CSE 291 LECTURE NOTES

January 27, 2005
 
 

EXPONENTIAL FAMILY DEFINITION

Definition:  Let the sample space X be R^n for some n, i.e. X is a Euclidean space.  The continuous distribution family P_theta on X is a member of the exponential family if and only if its density function has the following form:
p_theta(x)  =  C(theta) exp[  Q1(theta)*t1(x) + ... + Qk(theta)*tk(x) ] h(x)
where theta is any collection of parameters and the Q and t functions are real-valued.

Note that by the factorization theorem, the vector  [t1(x), ...,  tk(x)] is sufficient.

The exponential family includes Gaussian, Poisson, and many other families.  The definition can be extended to discrete distributions also, to include the binomial and other discrete families.  It does not include uniform distributions.

Often, we have a major simplification: the parameter space is R^k and Qk(theta) = theta_k.  In this case, p_theta(x)  =  C(theta) exp[ theta_1*t1(x) + ... + theta_k*tk(x) ] h(x)


EXPONENTIAL FAMILY EXAMPLE

Suppose (x_1, ..., x_n) is an iid sample from a univariate Gaussian.  As above, we have

p_theta(x)  =  (2 pi sigma^2)^-0.5n * exp( -1/2sigma^2 * SUM (xi - mu)^2 )
Here it looks like the parameter mu is involved with each separate xi.  However we can rewrite the above as
p_theta(x)  =   ...   SUM xi^2 - 2*mu*SUM xi + n*mu^2
                  =   (2 pi sigma^2)^-0.5n * exp(-n*mu^2/2*sigma^2) * exp( -1/2sigma^2 * SUM xi^2  +  mu/sigma^2 * SUM xi)
                  =   C(theta) exp[  Q1(theta)*t1(x) + Q2(theta)*t2(x) ]
We can describe the same family of distributions using a different definition of the parameters.  Let phi = ( -1/2sigma^2, mu/sigma^2 ).  In this case

p_theta(x)  =  C(phi) exp[ phi_1*t1(x) + phi_2*t2(x) ]

These alternative parameters phi are called the "natural" parameters.


EXPONENTIAL FAMILY COMPLETENESS THEOREM

Theorem:  Consider the exponential family of distributions

p_theta(x)  =  C(theta) exp[ theta_1*t1(x) + ... + theta_k*tk(x) ] h(x)

with sufficient statistic t(x) = (t1(x), ...,  tk(x)).  Suppose the parameter space Theta contains a k-dimensional rectangle.  Then the family of distributions of t is complete.

Proof:  Omitted.

Notes:  When you define a family of distributions, you have to say not just what the parameters are (e.g. mu and sigma^2) but also what the allowable ranges are for these (e.g. mu > 0, sigma^2 > mu).

To apply the theorem, you have to describe your exponential family using the natural parameters, e.g. phi = [-0.5sigma^2, mu/sigma^2].

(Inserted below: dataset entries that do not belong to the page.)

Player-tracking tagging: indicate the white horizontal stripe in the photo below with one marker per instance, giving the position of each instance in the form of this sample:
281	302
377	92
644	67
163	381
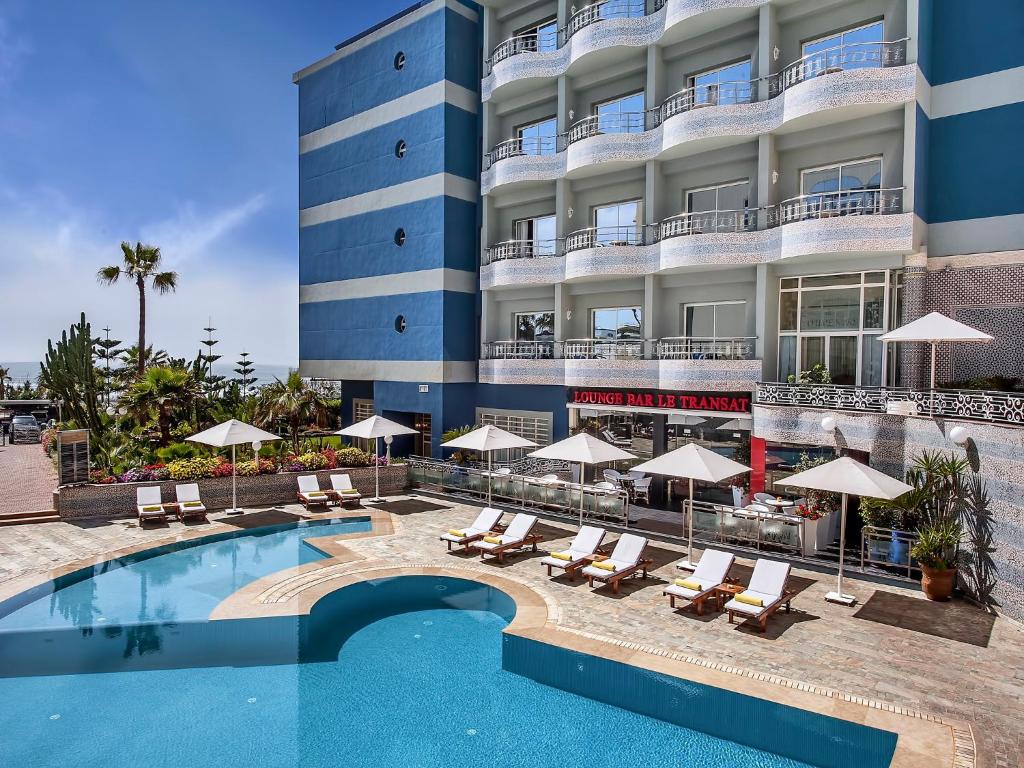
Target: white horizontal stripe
423	281
426	372
389	197
982	92
383	32
440	92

You then have to find a rectangle in the range of the natural parameters.  When a family of distributions is highly restricted, e.g. we only consider Gaussians with mu = sigma^2, then completeness can fail: you may not be able to find a rectangle of full dimension, i.e. of dimension k.

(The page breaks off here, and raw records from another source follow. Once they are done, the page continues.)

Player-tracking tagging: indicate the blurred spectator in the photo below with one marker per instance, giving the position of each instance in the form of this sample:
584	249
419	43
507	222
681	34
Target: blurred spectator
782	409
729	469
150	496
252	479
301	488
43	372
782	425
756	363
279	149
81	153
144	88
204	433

LIKELIHOOD AND THE SCORE FUNCTION

The function  p(x,theta)  is called the likelihood function.  We view it as a function of x and/or of theta, treating both these arguments summetrically.  Sometimes we will hold one fixed, sometimes the other.

The function  log p(x,theta)  is called the log-likelihood function. 

In class we did an example of finding a maximum-likelihood estimator, by maximizing the log-likelihood.


THE SCORE FUNCTION

The partial derivative with respect to theta of the log-likelihood is called the score function:  s(x,theta) = d log p(x,theta) / d theta  

Because we use natural logarithm and d/dx log x = 1/x, the chain rule for derivatives says that

s(x,theta)  =  1/p(x,theta) * d p(x,theta) / d theta
Generally, given x we want to guess theta such that p(x,theta) is high and  d p(x,theta) / d theta = 0, to be at a local maximum for p(x,theta).  Hence for fixed x, the score function says which values of theta are best: the optimum score is zero and any non-zero score is less desirable.